Darryn Du Plessis said:


> OMGREATNESS  thanks love; you just made me go search what I should set it to; 0.00002 i sneeded - but a rx200 cannot do this. > > but it's doing it at a higher reading, will see what values it claims to be giving me later.


U want advanced do yourself a favour and download artic fox software for rx200...there's a thread somewhere in this forum...it's bomb for these advanced builds...if u don't like it u can reflash wismec software


----------



## Darryn Du Plessis (8/3/17)

Going to pin the link< Because it's REALLY useful for everyone that wants to keep their devices in great order:

http://nfeteam.org/ 

Thanks again my friend  



incredible_hullk said:


> U want advanced do yourself a favour and download artic fox software for rx200...there's a thread somewhere in this forum...it's bomb for these advanced builds...if u don't like it u can reflash wismec software

Reactions: Like 1


----------



## Darryn Du Plessis (8/3/17)

Something that would make this even more superior is the puff counter being inserted, because i personally emailed wismec, and they failed to deliver a firmware update for us  
Thanks again! 


incredible_hullk said:


> U want advanced do yourself a favour and download artic fox software for rx200...there's a thread somewhere in this forum...it's bomb for these advanced builds...if u don't like it u can reflash wismec software


----------



## Jebula999 (9/3/17)

Darryn Du Plessis said:


> Going to pin the link< Because it's REALLY useful for everyone that wants to keep their devices in great order:
> 
> http://nfeteam.org/
> 
> Thanks again my friend


Any idea how to save a profile to the mod? I made a custom profile for my RX200S but i cannot apply it to the mod. Stays default?


----------



## incredible_hullk (9/3/17)

Jebula999 said:


> Any idea how to save a profile to the mod? I made a custom profile for my RX200S but i cannot apply it to the mod. Stays default?

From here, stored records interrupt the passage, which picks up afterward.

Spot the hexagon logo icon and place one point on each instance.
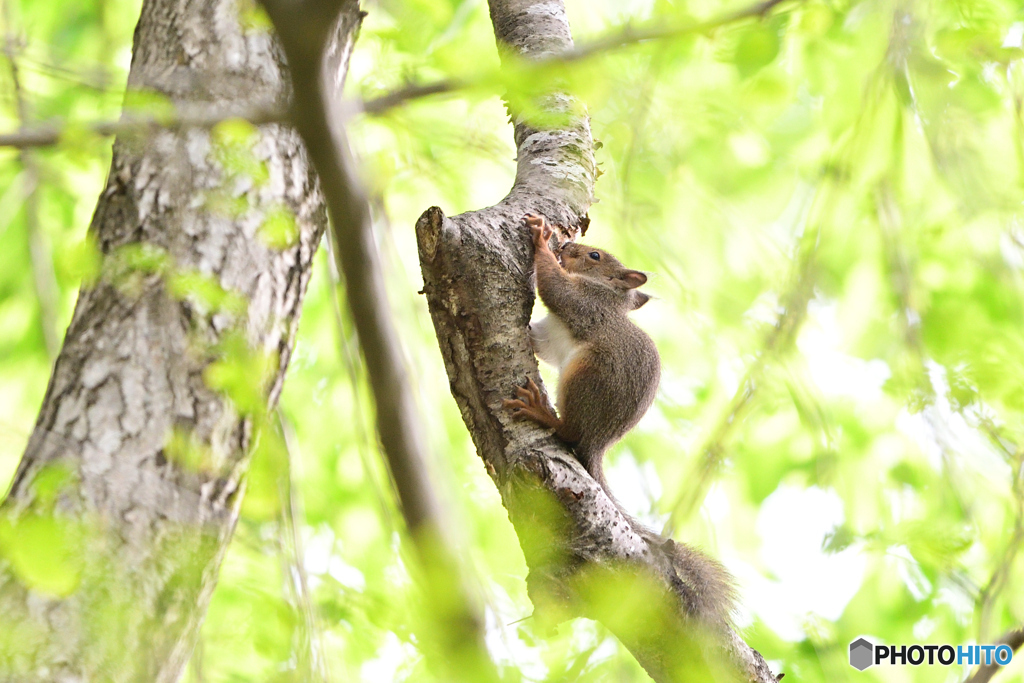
(861, 654)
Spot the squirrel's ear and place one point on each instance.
(633, 279)
(638, 299)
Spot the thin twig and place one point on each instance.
(50, 134)
(40, 259)
(311, 649)
(367, 444)
(304, 30)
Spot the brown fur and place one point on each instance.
(607, 381)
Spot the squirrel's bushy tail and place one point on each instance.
(709, 590)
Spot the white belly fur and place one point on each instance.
(553, 342)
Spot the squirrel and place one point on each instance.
(608, 375)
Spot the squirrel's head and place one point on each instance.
(597, 263)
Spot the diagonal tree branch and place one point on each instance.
(51, 133)
(477, 278)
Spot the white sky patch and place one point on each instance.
(390, 657)
(792, 524)
(835, 373)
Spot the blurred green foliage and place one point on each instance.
(830, 204)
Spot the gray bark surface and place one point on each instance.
(148, 530)
(477, 270)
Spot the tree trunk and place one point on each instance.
(477, 270)
(129, 488)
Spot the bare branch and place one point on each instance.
(51, 133)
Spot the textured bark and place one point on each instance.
(477, 278)
(148, 532)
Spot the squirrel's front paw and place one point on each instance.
(531, 406)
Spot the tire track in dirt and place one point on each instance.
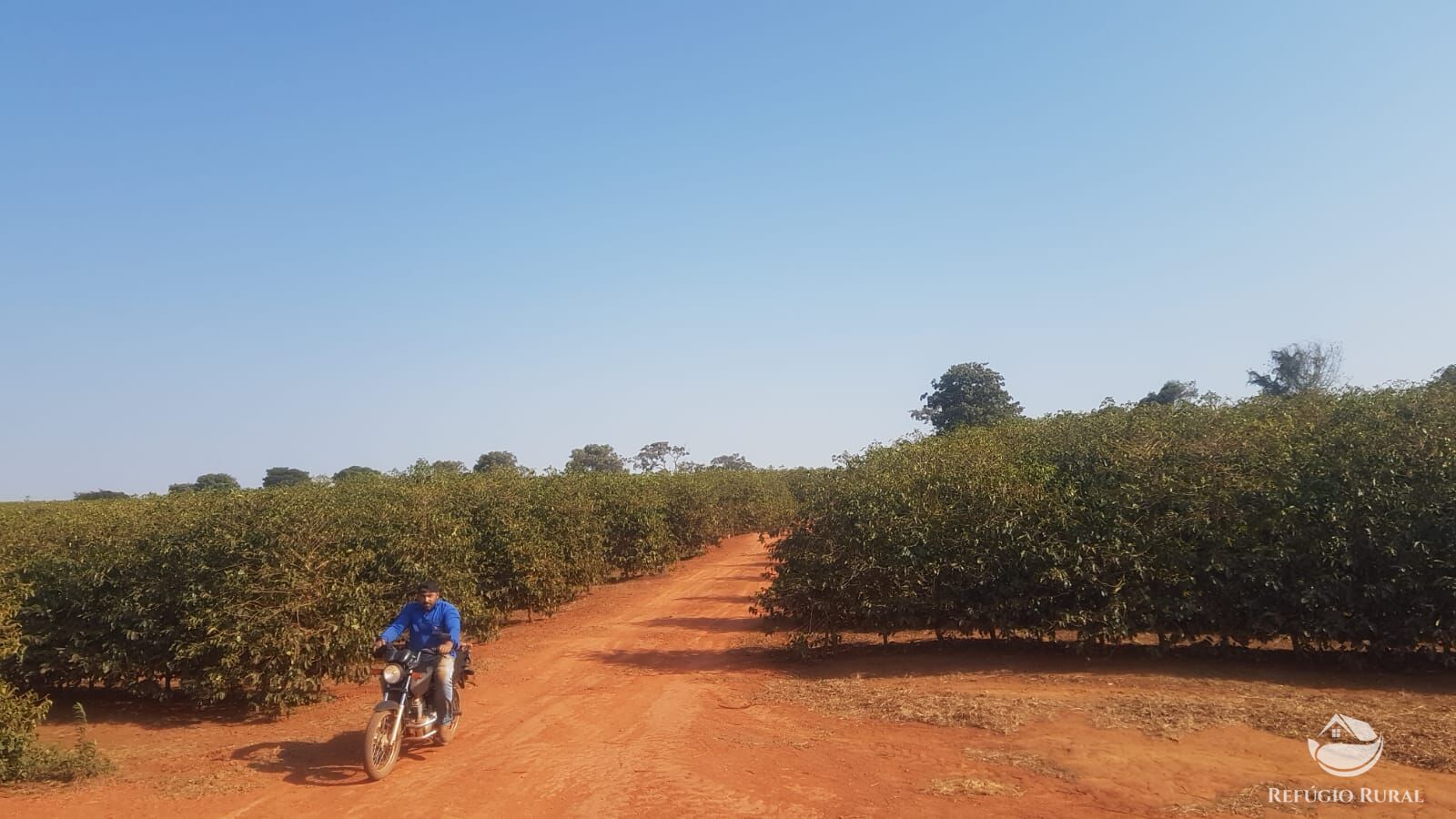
(647, 698)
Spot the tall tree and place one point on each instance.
(1299, 368)
(730, 462)
(967, 395)
(654, 457)
(1172, 392)
(354, 472)
(499, 460)
(284, 477)
(216, 482)
(596, 458)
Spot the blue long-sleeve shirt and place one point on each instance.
(427, 630)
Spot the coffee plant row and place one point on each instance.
(266, 595)
(1324, 519)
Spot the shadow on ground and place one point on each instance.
(337, 761)
(987, 658)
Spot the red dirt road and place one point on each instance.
(654, 698)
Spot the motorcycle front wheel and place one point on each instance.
(379, 753)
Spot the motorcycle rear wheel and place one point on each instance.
(379, 753)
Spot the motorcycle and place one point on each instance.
(404, 713)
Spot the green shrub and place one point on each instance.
(1329, 521)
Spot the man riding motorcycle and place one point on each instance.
(433, 622)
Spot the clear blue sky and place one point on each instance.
(237, 237)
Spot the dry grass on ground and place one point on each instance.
(858, 698)
(965, 785)
(1420, 727)
(1030, 763)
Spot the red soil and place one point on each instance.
(652, 698)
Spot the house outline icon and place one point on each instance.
(1353, 746)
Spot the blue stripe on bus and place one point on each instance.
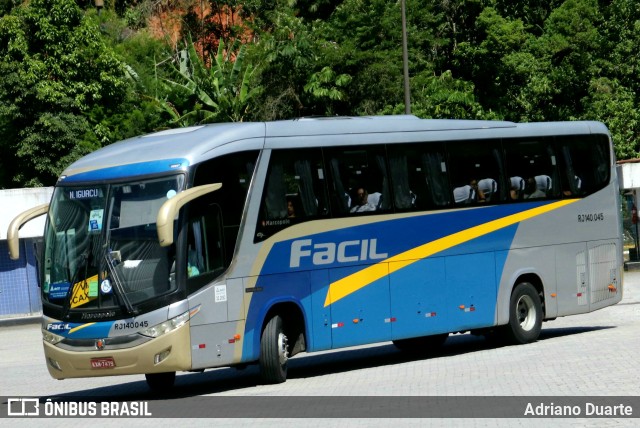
(439, 293)
(129, 170)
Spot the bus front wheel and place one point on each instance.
(274, 352)
(525, 315)
(160, 381)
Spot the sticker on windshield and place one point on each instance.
(81, 292)
(95, 220)
(59, 290)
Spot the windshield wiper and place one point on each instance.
(117, 285)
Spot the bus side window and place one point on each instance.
(355, 168)
(477, 167)
(585, 161)
(294, 190)
(419, 176)
(205, 243)
(532, 168)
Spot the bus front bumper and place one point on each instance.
(167, 353)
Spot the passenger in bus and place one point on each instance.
(531, 190)
(478, 193)
(291, 210)
(517, 188)
(362, 202)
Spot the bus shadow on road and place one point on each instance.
(305, 366)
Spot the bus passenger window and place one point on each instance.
(419, 176)
(477, 171)
(585, 164)
(354, 170)
(532, 168)
(294, 191)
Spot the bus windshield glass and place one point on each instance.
(101, 246)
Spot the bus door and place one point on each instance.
(420, 299)
(572, 278)
(363, 315)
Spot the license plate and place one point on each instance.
(103, 363)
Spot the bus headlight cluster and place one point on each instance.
(51, 338)
(167, 326)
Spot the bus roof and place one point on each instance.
(178, 148)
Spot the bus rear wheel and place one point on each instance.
(274, 352)
(160, 381)
(525, 315)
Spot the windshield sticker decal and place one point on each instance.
(81, 292)
(59, 290)
(95, 220)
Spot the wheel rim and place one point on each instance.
(526, 311)
(283, 353)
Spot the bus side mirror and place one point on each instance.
(169, 210)
(12, 233)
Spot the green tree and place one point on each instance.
(55, 69)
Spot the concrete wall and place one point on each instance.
(19, 292)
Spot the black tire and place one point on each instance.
(161, 382)
(274, 352)
(422, 344)
(525, 315)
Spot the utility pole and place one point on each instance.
(405, 60)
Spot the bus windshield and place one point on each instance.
(101, 246)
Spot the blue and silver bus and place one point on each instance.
(241, 243)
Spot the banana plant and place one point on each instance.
(221, 87)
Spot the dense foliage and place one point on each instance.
(74, 79)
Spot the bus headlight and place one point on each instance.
(167, 326)
(51, 338)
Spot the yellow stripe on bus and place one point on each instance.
(354, 282)
(80, 327)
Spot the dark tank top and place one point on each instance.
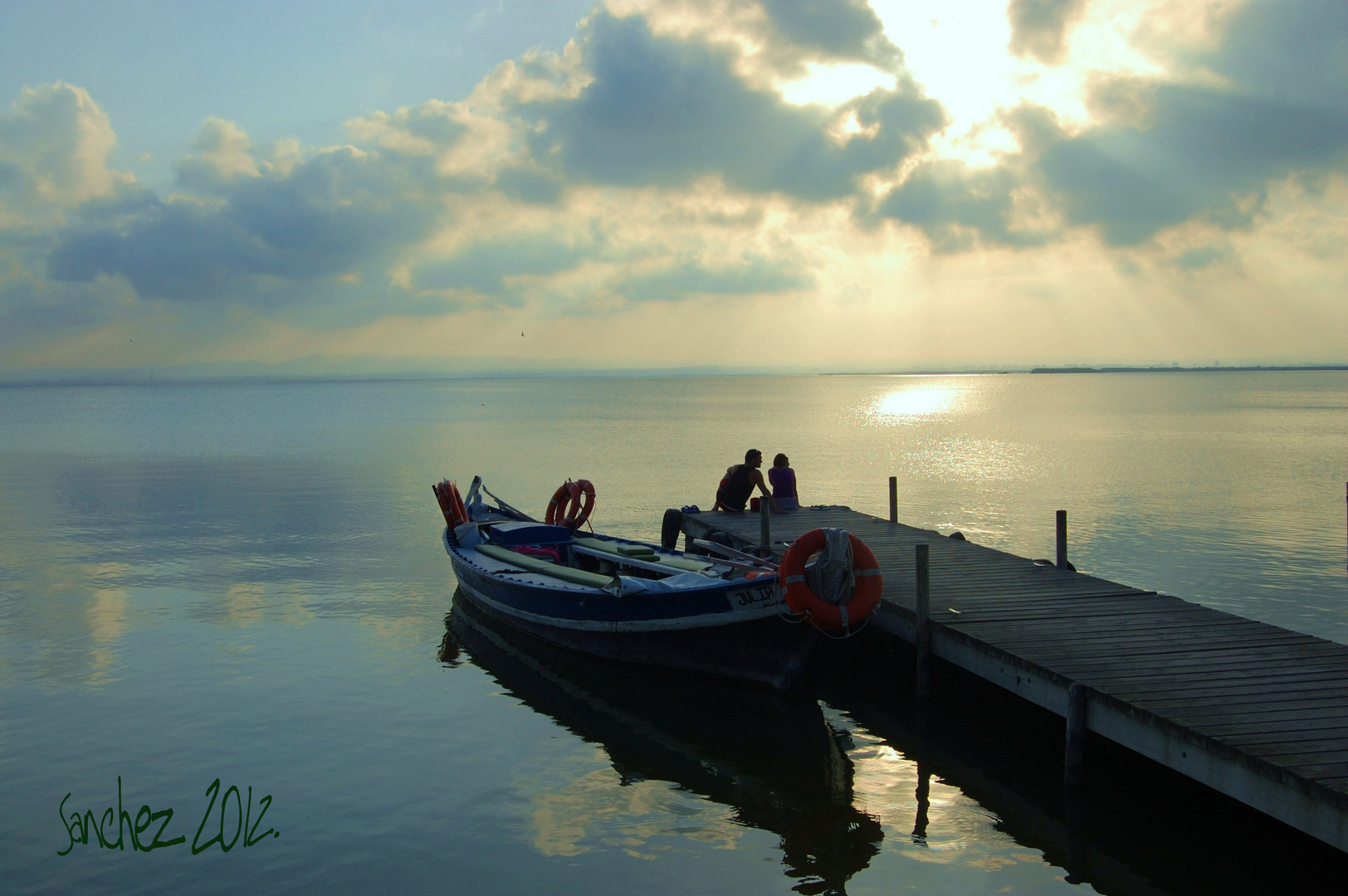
(738, 488)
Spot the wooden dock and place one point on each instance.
(1253, 710)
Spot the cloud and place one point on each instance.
(1265, 105)
(486, 267)
(667, 112)
(833, 30)
(1039, 27)
(261, 226)
(691, 278)
(956, 205)
(54, 153)
(1208, 151)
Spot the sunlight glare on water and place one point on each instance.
(246, 581)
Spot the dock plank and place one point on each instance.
(1258, 699)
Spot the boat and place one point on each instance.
(620, 598)
(774, 760)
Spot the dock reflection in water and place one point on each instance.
(771, 759)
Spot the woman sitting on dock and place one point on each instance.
(739, 483)
(784, 484)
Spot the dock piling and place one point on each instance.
(1062, 539)
(1075, 755)
(924, 623)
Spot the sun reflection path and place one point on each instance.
(914, 403)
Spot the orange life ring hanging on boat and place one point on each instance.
(866, 597)
(451, 503)
(572, 504)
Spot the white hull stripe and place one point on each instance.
(711, 620)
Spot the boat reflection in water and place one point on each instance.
(770, 757)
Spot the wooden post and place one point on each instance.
(1062, 539)
(1075, 755)
(924, 620)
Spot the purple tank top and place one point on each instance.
(782, 479)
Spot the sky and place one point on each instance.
(799, 185)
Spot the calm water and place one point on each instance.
(246, 582)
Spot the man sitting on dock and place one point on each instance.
(739, 484)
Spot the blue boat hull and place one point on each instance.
(730, 628)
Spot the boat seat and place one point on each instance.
(613, 550)
(545, 567)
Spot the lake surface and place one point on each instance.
(246, 582)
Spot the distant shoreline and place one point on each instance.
(177, 377)
(1189, 369)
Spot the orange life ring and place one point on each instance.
(572, 504)
(866, 597)
(451, 503)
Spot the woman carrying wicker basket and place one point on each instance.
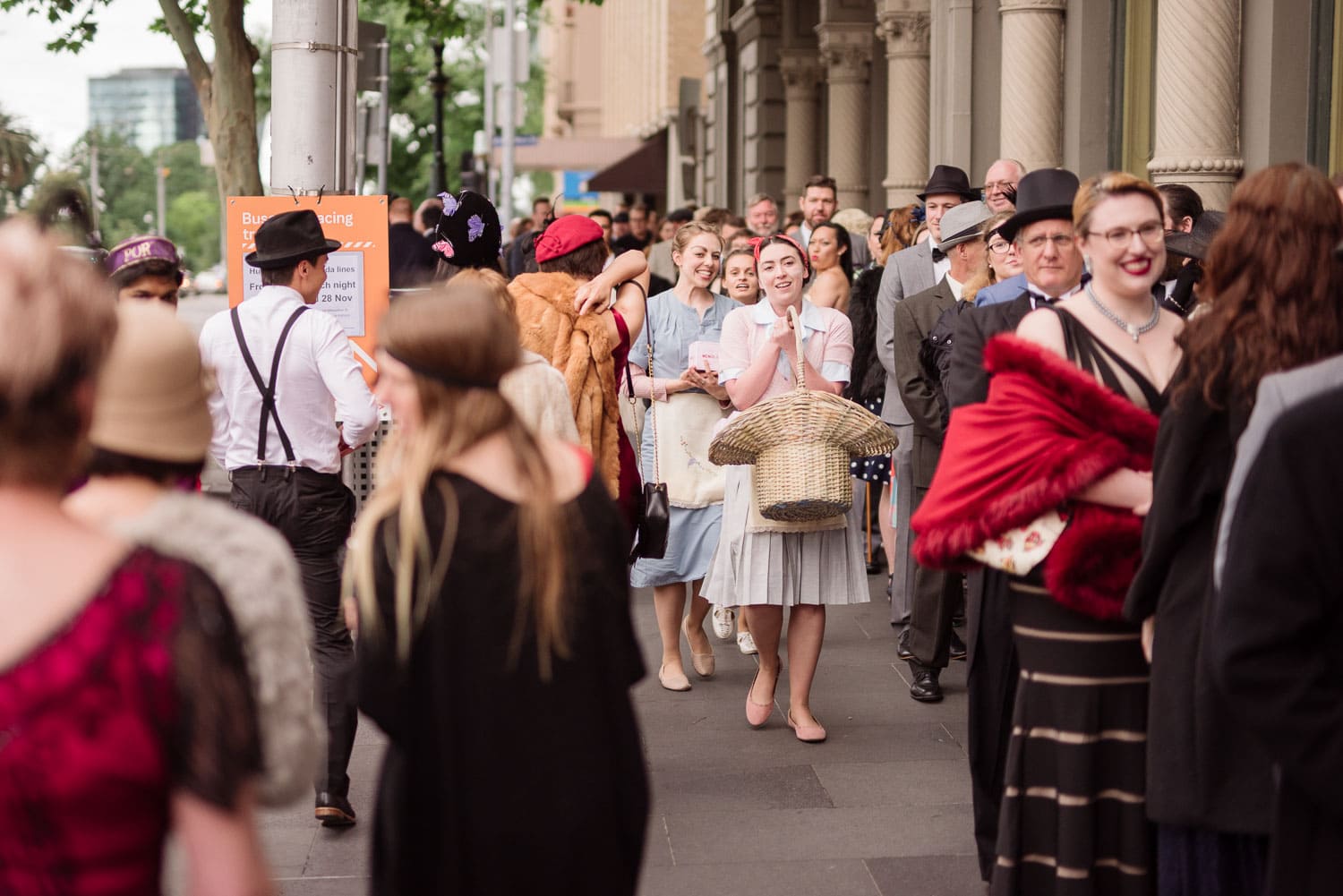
(767, 566)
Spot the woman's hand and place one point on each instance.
(594, 295)
(782, 336)
(706, 380)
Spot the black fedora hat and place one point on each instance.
(948, 179)
(287, 238)
(1045, 193)
(1194, 243)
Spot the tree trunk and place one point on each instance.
(227, 91)
(231, 115)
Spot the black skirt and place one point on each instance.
(1074, 815)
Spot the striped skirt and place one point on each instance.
(1074, 815)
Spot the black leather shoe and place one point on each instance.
(333, 810)
(926, 687)
(902, 652)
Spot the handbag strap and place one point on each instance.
(653, 415)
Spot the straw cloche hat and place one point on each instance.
(150, 400)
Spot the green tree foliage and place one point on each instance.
(21, 153)
(410, 171)
(129, 193)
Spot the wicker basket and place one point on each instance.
(800, 445)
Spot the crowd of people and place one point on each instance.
(1114, 414)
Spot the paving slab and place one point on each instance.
(881, 807)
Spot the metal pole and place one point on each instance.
(440, 85)
(384, 110)
(489, 104)
(94, 188)
(161, 176)
(312, 90)
(508, 113)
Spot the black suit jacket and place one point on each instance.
(967, 381)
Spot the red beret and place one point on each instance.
(564, 235)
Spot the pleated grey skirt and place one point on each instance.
(782, 568)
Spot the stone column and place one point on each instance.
(907, 104)
(1031, 98)
(846, 53)
(1197, 140)
(800, 73)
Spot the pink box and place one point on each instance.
(704, 356)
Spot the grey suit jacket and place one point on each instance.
(1278, 394)
(915, 319)
(907, 271)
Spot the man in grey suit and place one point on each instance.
(1278, 394)
(908, 271)
(937, 592)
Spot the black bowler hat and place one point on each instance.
(1194, 243)
(948, 179)
(287, 238)
(1045, 193)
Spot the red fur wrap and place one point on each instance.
(1047, 431)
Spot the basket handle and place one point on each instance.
(797, 333)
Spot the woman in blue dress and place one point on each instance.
(687, 403)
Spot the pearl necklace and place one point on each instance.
(1133, 329)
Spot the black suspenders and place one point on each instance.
(268, 392)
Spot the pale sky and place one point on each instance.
(48, 91)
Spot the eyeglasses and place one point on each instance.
(1151, 234)
(1060, 241)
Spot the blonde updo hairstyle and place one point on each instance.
(458, 343)
(56, 322)
(689, 230)
(1096, 190)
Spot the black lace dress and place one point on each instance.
(496, 781)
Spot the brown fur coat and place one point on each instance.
(580, 349)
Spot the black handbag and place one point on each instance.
(654, 519)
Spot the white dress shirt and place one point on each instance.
(319, 383)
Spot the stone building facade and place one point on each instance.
(875, 91)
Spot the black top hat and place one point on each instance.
(948, 179)
(289, 238)
(1045, 193)
(1194, 243)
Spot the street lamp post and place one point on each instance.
(438, 82)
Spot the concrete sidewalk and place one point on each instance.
(883, 807)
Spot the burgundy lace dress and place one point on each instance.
(142, 694)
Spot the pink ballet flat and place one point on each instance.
(757, 713)
(808, 734)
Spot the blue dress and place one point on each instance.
(693, 533)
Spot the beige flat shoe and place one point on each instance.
(704, 664)
(674, 681)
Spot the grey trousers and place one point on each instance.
(902, 496)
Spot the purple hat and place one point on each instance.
(139, 250)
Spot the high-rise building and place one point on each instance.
(150, 107)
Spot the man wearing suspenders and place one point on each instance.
(285, 375)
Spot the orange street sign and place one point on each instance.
(356, 289)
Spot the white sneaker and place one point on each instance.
(723, 619)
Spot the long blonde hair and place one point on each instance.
(458, 343)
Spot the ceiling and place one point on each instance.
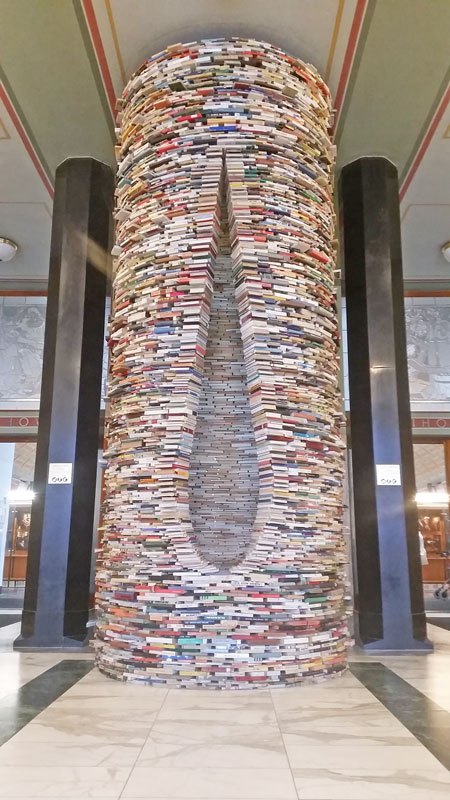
(63, 62)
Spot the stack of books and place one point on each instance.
(223, 554)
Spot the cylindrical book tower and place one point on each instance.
(223, 559)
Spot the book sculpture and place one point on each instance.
(223, 559)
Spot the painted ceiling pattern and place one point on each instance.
(63, 62)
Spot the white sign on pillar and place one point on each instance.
(60, 474)
(388, 475)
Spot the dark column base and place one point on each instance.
(31, 643)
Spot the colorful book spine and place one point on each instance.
(223, 560)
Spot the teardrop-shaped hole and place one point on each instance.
(223, 478)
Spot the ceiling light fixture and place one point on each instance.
(445, 250)
(8, 249)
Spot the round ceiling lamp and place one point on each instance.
(8, 249)
(445, 250)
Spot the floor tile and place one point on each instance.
(60, 782)
(67, 754)
(173, 744)
(365, 757)
(198, 784)
(356, 784)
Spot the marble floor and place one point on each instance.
(380, 732)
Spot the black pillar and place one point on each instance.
(389, 594)
(57, 588)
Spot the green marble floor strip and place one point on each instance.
(426, 720)
(20, 707)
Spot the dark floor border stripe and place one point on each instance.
(427, 721)
(20, 707)
(9, 619)
(441, 622)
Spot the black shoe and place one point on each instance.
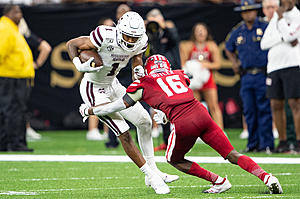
(20, 149)
(297, 146)
(283, 147)
(266, 150)
(3, 149)
(111, 145)
(248, 150)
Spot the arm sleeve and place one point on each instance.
(230, 42)
(136, 96)
(271, 36)
(7, 41)
(289, 33)
(96, 36)
(112, 107)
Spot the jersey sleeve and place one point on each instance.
(96, 36)
(186, 78)
(144, 44)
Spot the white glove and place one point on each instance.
(139, 72)
(86, 66)
(160, 117)
(83, 110)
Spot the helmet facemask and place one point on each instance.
(157, 64)
(130, 30)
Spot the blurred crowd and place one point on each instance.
(163, 2)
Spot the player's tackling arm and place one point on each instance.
(129, 99)
(81, 43)
(137, 60)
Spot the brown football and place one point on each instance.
(85, 55)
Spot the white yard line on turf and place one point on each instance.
(35, 192)
(119, 158)
(111, 178)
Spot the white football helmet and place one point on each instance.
(130, 24)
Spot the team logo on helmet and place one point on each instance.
(157, 63)
(130, 30)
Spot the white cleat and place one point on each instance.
(159, 186)
(95, 134)
(167, 178)
(273, 184)
(31, 134)
(244, 134)
(219, 187)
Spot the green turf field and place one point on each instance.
(124, 180)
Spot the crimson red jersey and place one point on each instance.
(166, 91)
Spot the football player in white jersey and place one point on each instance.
(116, 46)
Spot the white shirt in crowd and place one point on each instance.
(277, 38)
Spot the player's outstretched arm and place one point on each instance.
(74, 46)
(137, 64)
(115, 106)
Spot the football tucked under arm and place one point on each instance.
(128, 100)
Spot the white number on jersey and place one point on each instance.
(174, 82)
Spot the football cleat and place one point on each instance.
(31, 134)
(219, 187)
(159, 186)
(273, 184)
(95, 134)
(167, 178)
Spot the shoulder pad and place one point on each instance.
(143, 45)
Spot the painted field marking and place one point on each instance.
(119, 158)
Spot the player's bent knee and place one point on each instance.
(144, 122)
(233, 156)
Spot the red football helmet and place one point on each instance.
(157, 63)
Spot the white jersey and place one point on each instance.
(113, 56)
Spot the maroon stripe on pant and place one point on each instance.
(92, 94)
(95, 39)
(110, 124)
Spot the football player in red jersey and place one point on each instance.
(168, 91)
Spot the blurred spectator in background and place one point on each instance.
(163, 39)
(93, 131)
(282, 38)
(41, 50)
(245, 39)
(206, 57)
(16, 79)
(269, 7)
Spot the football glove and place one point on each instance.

Use the upload settings button as per above pic

Reactions: Winner 1 | Thanks 1


----------



## Jebula999 (9/3/17)

incredible_hullk said:


> View attachment 87700
> 
> Use the upload settings button as per above pic


i did that, eventually spammed it xD 

Putting in the batteries seemed to work for me. Once the batteries were in it uploaded fine


----------